GPT-5’s June Countermove
In response, OpenAI answered swiftly with its own preview release. The company unveiled GPT-5.6 Sol, Terra, and Luna on June 26.
However, OpenAI chose depth over breadth for the release. Sol pushes coding performance further, setting a new benchmark record on Terminal-Bench 2.1. The model also strengthens biology research and shows measurable cybersecurity gains via ExploitBench.
Furthermore, Terra matches GPT-5.5’s performance while costing half as much. Consequently, OpenAI built GPT-5.6 for reasoning and agentic work, not visual tasks. The choice reveals where each company sees its strongest ground.
Where the Gap Still Holds
Despite Gemini’s gains, GPT-5.5 keeps a clear lead in pure reasoning tasks. It averages 85 points against Gemini’s 77.1.
However, CritPt shows the sharpest divide between the two models and pricing tells a similar story. GPT-5.5 costs $5 per million input tokens and $30 per million output tokens. Gemini 3.1 Pro charges only $2 and $12 for the same workload.
Therefore, cost favors Google, while reasoning power still favors OpenAI. Buyers simply cannot pick one model and check every box.

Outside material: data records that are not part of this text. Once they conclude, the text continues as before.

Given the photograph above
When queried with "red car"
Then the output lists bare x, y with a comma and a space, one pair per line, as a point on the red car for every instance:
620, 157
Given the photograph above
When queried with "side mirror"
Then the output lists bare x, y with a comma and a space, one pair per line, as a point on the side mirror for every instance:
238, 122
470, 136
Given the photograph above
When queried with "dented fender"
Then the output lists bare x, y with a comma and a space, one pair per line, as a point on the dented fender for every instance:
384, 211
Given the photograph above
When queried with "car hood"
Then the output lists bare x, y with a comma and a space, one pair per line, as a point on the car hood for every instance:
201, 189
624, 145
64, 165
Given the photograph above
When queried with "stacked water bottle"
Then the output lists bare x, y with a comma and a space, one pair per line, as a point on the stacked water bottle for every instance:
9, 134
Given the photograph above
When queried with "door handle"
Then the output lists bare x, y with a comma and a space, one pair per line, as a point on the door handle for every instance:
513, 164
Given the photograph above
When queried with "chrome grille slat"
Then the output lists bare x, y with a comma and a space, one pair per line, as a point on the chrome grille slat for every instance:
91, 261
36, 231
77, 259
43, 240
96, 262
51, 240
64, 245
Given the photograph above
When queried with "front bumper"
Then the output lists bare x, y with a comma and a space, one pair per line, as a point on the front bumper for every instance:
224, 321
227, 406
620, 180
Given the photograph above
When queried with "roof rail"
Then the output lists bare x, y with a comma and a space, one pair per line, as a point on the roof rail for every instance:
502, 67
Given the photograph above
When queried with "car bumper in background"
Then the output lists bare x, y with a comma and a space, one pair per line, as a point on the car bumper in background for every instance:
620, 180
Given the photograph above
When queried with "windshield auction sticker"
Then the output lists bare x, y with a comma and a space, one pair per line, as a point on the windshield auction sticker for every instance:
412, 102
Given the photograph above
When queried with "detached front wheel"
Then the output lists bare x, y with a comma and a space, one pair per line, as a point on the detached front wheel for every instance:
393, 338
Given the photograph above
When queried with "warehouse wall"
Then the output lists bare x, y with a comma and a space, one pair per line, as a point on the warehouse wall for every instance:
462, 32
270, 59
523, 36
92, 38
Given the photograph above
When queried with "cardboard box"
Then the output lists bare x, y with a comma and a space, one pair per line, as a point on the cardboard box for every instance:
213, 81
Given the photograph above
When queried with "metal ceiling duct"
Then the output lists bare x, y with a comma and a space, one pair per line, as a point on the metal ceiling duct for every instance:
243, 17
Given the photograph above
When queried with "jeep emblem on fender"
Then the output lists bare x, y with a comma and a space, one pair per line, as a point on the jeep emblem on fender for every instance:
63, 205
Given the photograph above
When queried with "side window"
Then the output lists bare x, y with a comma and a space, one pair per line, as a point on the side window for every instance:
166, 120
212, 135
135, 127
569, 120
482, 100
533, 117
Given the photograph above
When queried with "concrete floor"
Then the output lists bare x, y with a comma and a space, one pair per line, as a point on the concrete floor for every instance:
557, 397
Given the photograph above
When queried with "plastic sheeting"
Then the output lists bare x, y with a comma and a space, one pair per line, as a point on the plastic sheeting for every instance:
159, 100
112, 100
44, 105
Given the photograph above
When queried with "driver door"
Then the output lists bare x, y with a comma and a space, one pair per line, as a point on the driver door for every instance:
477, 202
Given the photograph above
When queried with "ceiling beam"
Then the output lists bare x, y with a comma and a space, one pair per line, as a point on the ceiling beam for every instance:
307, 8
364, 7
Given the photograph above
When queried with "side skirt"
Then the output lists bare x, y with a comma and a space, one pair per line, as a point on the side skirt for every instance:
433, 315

Which Workflow Should Switch First
Overall, teams running document, image, and video pipelines gain the most right now. File search across mixed media now works inside one unified API. However, coding teams and security researchers should wait before switching models.
GPT-5.6 remains available only through a limited partner preview. OpenAI plans a broader rollout within weeks, not immediately. Until then, GPT-5.5 keeps its edge in reasoning-heavy production work.
Most teams will likely run both models, routing tasks by strength. Ultimately, Gemini closes a real gap in vision, while OpenAI still holds reasoning ground tightly.